Policy divisions are heightened by political tension
Economic weakness and instability are also sources of political tension, both within and between countries. High unemployment and rising inequality have fuelled a backlash against globalisation, free-trade, and big business. At least outside the US, support for progressive taxation and tougher regulation has grown. This may weigh on financial markets and corporate confidence and investment. In this way, there is the danger of a negative feedback loop between economic and political instability.
Were the populist backlash to lead to material shifts in the thrust of policy, then it would have lasting, structural effects. For example, backtracking on trade liberalisation could damage the growth in trade and investment. So distribution, institutions, and politics matter. This is something which is largely overlooked by the neoclassical economic models, with their single representative agents, which are still doggedly employed by many economic forecasters.
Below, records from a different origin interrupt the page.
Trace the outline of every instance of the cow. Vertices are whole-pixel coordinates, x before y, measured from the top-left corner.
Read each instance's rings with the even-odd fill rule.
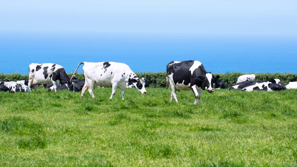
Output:
[[[227,86],[227,85],[222,80],[219,79],[219,75],[217,75],[214,77],[214,84],[213,87],[214,88],[217,89],[228,88],[228,87]]]
[[[57,91],[57,85],[63,84],[71,84],[70,79],[63,67],[56,64],[32,63],[29,66],[29,82],[30,87],[33,84],[35,90],[38,83],[48,84],[52,83],[55,91]]]
[[[248,74],[239,76],[237,78],[237,81],[236,82],[236,84],[244,81],[254,81],[255,80],[255,78],[256,77],[255,74]]]
[[[62,85],[59,85],[57,86],[57,90],[61,90],[64,89],[67,89],[70,91],[78,92],[81,90],[85,85],[85,80],[80,79],[79,80],[72,80],[71,81],[73,86],[71,87],[67,84],[63,84]],[[50,92],[54,90],[53,89],[53,85],[52,86],[48,88],[48,91]]]
[[[231,86],[229,89],[239,89],[247,92],[254,90],[270,92],[285,90],[286,87],[279,79],[274,79],[270,81],[244,81]]]
[[[72,76],[72,75],[67,75],[67,76],[68,76],[68,77],[69,77],[69,79],[70,79],[70,78]],[[75,75],[74,76],[73,76],[73,78],[72,79],[73,80],[76,80],[76,79],[77,79],[77,78],[76,77],[76,76]],[[52,87],[53,85],[53,83],[50,83],[49,84],[42,84],[42,85],[43,85],[43,88],[44,88],[44,89],[45,89],[45,88],[50,88],[51,87]],[[52,89],[52,90],[54,90],[53,89]]]
[[[286,88],[288,89],[297,89],[297,82],[290,82],[286,85]]]
[[[202,91],[206,87],[208,92],[214,92],[212,85],[214,77],[207,72],[198,61],[172,61],[167,65],[166,79],[168,88],[170,85],[172,90],[170,102],[174,98],[176,103],[176,91],[192,90],[194,93],[194,105],[199,104]]]
[[[0,90],[10,93],[31,92],[31,88],[19,82],[0,81]]]
[[[116,94],[116,88],[119,88],[121,89],[122,99],[123,100],[126,83],[127,82],[135,86],[142,93],[146,93],[144,87],[144,79],[139,78],[125,64],[111,62],[82,62],[78,66],[73,75],[79,66],[82,64],[84,64],[83,69],[85,82],[81,91],[81,98],[87,88],[92,97],[94,98],[95,96],[93,91],[94,88],[98,86],[103,87],[111,86],[112,92],[109,98],[112,98]],[[72,78],[70,80],[72,79]]]
[[[149,86],[149,84],[151,83],[151,81],[149,79],[144,79],[144,87],[146,88]],[[128,85],[129,86],[128,86]],[[132,82],[130,81],[130,83],[127,82],[126,83],[126,88],[135,88],[132,83]]]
Asset prices are more vulnerable to setbacks
Central banks have successfully boosted asset prices, not least because of the heavy purchasing of bonds in their QE programmes. Indeed, this has invalidated the original New Normal prediction of low investment returns. Since their nadir first quarter of 2009, US equities have returned an annualised 16%, corporate bonds 9%, and even government bonds over 4%. However, this leaves asset markets vulnerable if the economic reality fails to measure up to these higher valuations.
Moreover, the regulatory-driven shift of risk away from taxpayers towards markets compounds this risk. The sell-off in bank contingent convertible bonds(CoCos) earlier this year is one example of such fragilities. The essential point is that attempts to increase the resilience of individual banks do not necessarily make the system as a whole more resilient.
Such uncertainty lies at the heart of the New Abnormal. The attempt to sweep this collection of structural instabilities and fragilities under the carpet with talk of a New Normal is a damaging distraction to the urgent task of confronting this reality.
Cliffe, M (2014) “The New Abnormal - more shocks are in store”, blog entry.
El-Erian, M (2009) “A New Normal”, PIMCO.
El-Erian, M (2016) “The only game in town: Central banks, instability and avoiding the next collapse”.
Keen, S (2011) Debunking Economics.
Minsky, H (1982) Can ‘it’ happen again?: Essays on instability and finance.
Teulings, C and R Baldwin (Eds) (2014) Secular stagnation: Facts, causes and cures, CEPR Press.
Turner, A (2012) Economics after the Crisis: Objectives and means.
 For an extended discussion of these points, see Cliffe (2014).